A day after hitting the lowest levels in more than 2 months, mortgage rates bounced back up today.  The good news is that they didn't land too far from yesterday's levels in the grand scheme of things, and are still technically closer to the bottom of their March/April range. 

Part of today's reversal had to do with the fact that bonds are caught up in market movements that follow geopolitical risk.  Specifically, to whatever extent some sort of military confrontation with Syria and Russia looked imminent yesterday, rates benefited because some investors were seeking safe havens in the bond market.  Excess demand for bonds pushes rates lower.  When Trump pushed back on that notion overnight, the safe haven trade went the other way.  

Syria is more of a diversion when it comes to rate movements.  Granted, it could end up being a big deal, but it's just a talking point for now.  The broader issue of the potential trade war has been doing more to influence stocks and bonds.  Then today, the culmination of this week's Treasury auction process (scheduled sales of the government debt that drives interest rate momentum in the US) accounted for specific pressure on bond markets.  The net effect was only as modest as it was because the bonds that underlie mortgage rates are a degree of separation removed from Treasuries.  From there, mortgage lenders are another degree further removed.  If we look directly at Treasuries, we see that it was the worst day of losses in over a month and thus, a warning about a potential shift in the relatively friendly rate momentum of late.

Loan Originator Perspective

The rubber band was stretched too far and has now snapped back. Lock at application until further notice. -Al Hensling, Mortgage Originator 

Today's Most Prevalent Rates

  • 30YR FIXED - 4.5%
  • FHA/VA - 4.25%
  • 15 YEAR FIXED - 3.875%
  • 5 YEAR ARMS -  3.5-3.75% depending on the lender

Ongoing Lock/Float Considerations

  • 2017 had proven to be a relatively good year for mortgage rates despite widespread expectations for a stronger push higher after the presidential election in late 2016. 
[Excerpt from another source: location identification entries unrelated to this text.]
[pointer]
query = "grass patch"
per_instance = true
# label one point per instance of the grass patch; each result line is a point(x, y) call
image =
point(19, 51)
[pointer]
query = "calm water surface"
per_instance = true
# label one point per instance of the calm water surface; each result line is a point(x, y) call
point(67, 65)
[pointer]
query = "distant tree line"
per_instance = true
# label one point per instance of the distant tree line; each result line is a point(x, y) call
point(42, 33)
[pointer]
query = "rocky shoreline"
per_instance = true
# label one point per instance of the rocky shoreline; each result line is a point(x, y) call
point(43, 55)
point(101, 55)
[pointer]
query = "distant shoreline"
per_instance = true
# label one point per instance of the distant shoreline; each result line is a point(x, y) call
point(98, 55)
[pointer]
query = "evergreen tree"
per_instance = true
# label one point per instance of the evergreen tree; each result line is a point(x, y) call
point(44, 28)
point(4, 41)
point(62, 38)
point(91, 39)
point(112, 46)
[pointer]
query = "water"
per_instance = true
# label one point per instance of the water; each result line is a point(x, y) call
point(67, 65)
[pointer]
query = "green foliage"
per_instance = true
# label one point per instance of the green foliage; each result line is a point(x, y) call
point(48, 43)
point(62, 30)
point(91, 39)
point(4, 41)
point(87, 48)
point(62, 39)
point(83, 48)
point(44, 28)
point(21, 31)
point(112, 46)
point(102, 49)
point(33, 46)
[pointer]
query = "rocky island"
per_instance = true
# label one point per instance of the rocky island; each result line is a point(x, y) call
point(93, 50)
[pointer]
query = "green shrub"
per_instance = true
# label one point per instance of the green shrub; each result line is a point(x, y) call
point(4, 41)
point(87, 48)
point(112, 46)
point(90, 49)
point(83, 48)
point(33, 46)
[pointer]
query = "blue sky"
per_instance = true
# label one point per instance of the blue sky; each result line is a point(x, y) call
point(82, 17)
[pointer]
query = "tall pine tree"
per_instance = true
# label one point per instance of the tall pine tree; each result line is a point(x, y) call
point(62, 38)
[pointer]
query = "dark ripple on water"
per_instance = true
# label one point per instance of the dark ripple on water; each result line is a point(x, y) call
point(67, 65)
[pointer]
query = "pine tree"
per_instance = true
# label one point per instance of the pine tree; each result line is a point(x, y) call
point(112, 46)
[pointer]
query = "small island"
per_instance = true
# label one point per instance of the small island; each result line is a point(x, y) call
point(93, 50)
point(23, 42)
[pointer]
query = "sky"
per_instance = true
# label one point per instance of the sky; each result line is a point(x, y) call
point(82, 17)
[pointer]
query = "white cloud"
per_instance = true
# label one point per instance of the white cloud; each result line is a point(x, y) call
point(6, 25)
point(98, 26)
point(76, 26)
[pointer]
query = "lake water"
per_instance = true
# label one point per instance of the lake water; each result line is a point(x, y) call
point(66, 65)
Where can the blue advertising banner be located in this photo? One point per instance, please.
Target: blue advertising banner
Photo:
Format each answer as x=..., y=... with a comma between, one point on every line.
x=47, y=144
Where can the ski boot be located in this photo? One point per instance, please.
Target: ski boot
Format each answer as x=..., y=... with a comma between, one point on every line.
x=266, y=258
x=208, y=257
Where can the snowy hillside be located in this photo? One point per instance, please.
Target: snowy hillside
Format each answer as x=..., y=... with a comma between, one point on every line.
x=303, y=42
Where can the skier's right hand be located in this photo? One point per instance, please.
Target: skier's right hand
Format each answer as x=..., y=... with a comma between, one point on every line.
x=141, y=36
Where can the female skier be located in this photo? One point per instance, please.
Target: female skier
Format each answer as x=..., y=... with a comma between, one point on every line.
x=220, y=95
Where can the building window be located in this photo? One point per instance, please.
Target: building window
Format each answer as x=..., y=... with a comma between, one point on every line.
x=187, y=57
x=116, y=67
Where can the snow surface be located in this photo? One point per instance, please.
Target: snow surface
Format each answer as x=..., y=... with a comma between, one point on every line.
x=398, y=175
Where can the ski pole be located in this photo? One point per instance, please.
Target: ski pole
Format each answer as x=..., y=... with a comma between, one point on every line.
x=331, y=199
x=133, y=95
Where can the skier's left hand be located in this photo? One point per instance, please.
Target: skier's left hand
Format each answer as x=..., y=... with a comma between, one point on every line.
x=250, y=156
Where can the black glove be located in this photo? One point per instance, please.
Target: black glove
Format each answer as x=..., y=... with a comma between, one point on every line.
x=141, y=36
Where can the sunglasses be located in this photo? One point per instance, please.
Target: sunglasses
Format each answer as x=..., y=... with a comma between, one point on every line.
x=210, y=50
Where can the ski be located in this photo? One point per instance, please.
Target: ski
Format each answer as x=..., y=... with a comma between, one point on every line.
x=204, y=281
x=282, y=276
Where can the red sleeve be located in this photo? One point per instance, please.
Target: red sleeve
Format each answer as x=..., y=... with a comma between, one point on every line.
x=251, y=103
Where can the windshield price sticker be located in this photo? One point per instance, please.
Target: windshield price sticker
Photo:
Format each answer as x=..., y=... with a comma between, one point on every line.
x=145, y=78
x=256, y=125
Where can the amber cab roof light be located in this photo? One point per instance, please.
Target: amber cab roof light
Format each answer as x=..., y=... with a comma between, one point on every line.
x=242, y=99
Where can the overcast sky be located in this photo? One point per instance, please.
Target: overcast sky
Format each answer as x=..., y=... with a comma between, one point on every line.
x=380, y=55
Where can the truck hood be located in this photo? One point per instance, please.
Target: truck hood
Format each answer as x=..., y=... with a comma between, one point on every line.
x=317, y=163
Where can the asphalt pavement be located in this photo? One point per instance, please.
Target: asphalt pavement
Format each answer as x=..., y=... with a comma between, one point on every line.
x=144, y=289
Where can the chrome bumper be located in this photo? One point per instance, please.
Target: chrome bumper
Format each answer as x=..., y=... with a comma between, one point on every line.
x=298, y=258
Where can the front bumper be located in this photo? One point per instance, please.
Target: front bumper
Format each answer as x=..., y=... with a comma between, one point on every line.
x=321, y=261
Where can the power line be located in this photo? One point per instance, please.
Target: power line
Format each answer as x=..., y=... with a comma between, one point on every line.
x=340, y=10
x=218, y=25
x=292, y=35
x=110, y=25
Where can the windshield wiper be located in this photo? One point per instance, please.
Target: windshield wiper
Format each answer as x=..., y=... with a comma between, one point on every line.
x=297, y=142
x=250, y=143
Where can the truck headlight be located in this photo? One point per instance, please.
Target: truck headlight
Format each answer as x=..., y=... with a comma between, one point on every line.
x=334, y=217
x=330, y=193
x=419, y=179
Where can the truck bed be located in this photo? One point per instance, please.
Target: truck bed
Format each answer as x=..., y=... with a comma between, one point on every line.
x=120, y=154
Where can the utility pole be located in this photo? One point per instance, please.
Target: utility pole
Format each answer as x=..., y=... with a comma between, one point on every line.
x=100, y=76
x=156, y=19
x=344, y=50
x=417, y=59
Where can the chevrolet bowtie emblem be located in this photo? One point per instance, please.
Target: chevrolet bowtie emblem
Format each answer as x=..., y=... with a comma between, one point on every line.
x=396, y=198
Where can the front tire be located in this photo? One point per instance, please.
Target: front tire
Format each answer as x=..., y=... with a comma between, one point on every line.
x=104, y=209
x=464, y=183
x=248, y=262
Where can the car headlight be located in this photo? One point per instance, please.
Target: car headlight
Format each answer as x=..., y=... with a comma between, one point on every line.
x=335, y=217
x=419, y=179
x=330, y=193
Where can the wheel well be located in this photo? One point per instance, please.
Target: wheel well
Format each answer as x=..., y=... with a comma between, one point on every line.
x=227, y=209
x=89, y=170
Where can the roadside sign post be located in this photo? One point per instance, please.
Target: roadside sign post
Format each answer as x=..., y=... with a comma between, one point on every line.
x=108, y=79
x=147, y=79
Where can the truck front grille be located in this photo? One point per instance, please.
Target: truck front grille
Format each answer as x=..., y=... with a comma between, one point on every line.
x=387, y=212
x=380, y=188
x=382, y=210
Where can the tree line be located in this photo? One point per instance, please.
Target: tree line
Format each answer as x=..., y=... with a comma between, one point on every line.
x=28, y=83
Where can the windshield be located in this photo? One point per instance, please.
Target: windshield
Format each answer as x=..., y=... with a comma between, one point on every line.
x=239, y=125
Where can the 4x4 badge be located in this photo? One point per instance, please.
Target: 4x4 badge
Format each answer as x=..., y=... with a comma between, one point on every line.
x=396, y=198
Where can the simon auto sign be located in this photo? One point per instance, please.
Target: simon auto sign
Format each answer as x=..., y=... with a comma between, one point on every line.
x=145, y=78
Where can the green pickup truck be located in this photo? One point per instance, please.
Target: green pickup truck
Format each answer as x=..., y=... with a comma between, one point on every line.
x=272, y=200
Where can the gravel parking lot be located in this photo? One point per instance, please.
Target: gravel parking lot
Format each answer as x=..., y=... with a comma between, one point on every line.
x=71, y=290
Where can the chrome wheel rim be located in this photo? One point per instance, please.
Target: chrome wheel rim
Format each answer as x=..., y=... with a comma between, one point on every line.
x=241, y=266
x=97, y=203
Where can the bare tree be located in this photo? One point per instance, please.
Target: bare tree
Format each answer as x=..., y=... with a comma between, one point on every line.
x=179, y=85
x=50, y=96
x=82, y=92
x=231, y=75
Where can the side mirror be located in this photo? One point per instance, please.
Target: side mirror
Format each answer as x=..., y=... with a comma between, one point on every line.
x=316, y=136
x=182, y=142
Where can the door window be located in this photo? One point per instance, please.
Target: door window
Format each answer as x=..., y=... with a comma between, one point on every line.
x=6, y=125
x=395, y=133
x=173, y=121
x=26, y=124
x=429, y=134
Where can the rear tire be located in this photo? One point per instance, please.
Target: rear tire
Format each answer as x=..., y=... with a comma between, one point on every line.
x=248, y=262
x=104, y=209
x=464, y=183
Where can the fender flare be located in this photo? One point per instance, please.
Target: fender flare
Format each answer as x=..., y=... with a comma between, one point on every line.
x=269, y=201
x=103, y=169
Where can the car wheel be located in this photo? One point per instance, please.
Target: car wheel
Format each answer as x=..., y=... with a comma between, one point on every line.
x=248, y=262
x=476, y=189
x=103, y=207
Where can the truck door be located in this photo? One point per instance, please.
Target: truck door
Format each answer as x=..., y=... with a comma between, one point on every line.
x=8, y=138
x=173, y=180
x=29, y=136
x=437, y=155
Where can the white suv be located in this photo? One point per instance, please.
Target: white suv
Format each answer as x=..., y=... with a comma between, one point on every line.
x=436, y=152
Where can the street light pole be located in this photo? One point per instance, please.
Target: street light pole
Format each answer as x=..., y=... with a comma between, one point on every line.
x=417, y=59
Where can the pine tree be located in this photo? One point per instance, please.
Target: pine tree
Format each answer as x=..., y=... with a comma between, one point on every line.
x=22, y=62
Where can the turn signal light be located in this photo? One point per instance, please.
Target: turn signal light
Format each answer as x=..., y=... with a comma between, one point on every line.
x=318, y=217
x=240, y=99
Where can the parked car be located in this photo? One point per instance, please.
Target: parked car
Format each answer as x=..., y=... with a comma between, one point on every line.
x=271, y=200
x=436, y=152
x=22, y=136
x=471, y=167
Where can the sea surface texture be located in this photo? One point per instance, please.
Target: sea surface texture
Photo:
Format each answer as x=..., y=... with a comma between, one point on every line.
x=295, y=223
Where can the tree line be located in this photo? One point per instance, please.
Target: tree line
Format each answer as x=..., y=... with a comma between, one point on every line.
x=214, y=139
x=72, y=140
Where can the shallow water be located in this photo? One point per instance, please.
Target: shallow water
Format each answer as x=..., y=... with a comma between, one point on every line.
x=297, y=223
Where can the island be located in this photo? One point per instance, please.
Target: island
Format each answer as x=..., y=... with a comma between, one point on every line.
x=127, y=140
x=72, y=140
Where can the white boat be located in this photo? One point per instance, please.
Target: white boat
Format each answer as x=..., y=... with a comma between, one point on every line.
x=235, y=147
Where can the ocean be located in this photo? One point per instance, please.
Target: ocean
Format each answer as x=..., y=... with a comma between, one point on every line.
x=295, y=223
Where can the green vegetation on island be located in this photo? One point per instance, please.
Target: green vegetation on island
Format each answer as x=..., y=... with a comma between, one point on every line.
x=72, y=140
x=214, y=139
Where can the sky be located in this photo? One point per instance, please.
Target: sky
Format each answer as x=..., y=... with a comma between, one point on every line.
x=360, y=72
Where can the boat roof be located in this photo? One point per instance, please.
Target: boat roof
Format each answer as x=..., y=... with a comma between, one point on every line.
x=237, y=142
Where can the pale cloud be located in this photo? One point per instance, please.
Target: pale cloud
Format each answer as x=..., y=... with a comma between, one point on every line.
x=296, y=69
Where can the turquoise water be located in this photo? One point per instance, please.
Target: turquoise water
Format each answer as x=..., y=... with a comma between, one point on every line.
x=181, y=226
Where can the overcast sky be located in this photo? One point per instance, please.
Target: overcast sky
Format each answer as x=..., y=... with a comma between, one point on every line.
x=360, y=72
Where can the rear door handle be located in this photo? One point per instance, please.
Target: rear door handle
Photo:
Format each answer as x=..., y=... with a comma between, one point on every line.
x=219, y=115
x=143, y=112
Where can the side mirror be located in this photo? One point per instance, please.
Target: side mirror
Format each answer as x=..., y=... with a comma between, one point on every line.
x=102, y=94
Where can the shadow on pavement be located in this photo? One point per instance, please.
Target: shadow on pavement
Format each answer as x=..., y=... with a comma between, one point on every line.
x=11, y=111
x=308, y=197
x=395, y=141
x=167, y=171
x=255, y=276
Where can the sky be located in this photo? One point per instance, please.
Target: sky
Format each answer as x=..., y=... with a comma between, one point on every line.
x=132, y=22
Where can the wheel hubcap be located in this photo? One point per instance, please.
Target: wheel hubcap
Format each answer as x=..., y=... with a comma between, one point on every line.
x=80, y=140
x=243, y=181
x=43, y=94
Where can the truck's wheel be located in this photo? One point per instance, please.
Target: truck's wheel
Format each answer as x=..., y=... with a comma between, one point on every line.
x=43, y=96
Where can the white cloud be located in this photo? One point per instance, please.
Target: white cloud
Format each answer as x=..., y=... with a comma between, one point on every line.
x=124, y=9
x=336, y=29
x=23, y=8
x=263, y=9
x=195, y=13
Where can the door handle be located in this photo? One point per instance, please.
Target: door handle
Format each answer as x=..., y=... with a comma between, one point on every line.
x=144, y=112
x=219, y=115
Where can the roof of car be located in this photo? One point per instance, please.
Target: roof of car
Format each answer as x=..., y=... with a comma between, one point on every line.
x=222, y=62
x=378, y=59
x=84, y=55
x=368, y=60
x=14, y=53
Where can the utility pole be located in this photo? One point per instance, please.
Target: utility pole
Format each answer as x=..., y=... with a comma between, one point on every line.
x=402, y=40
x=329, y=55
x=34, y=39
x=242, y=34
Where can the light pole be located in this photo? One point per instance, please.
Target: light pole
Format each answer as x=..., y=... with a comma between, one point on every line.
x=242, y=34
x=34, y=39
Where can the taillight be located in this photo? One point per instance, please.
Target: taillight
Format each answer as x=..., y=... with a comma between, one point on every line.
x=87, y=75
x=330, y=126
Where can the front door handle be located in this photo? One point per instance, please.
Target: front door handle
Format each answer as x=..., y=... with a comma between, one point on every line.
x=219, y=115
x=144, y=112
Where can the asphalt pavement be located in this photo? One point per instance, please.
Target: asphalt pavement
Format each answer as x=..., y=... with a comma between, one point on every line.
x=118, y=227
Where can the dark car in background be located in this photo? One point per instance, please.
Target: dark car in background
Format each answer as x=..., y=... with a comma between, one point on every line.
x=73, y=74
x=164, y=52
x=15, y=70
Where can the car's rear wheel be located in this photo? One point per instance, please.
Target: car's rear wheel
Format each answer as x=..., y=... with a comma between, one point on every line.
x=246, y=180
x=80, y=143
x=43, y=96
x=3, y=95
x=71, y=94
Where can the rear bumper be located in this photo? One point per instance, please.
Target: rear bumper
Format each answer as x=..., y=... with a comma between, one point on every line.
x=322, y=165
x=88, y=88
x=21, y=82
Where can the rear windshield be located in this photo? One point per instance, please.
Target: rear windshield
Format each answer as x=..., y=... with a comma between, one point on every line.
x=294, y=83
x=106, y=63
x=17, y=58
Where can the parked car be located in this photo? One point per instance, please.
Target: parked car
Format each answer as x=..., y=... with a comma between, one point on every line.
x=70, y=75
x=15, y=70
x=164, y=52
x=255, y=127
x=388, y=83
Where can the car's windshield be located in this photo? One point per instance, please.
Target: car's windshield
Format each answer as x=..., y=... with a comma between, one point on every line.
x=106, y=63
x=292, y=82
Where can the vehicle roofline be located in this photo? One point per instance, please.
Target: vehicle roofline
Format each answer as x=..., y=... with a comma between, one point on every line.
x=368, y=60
  • While rates remain low in absolute terms, they moved higher in a more threatening way heading into the beginning of 2018

  • The scariest part of the move higher looks like it ended as of early February, and rates have been generally sideways since then

  • Even so, the potential remains for more weakness (i.e. higher rates).  It makes more sense to remain defensive (i.e. more inclined to lock) until we've seen a more convincing shift lower.
  • Rates discussed refer to the most frequently-quoted, conforming, conventional 30yr fixed rate for top tier borrowers among average to well-priced lenders.  The rates generally assume little-to-no origination or discount except as noted when applicable.  Rates appearing on this page are "effective rates" that take day-to-day changes in upfront costs into consideration.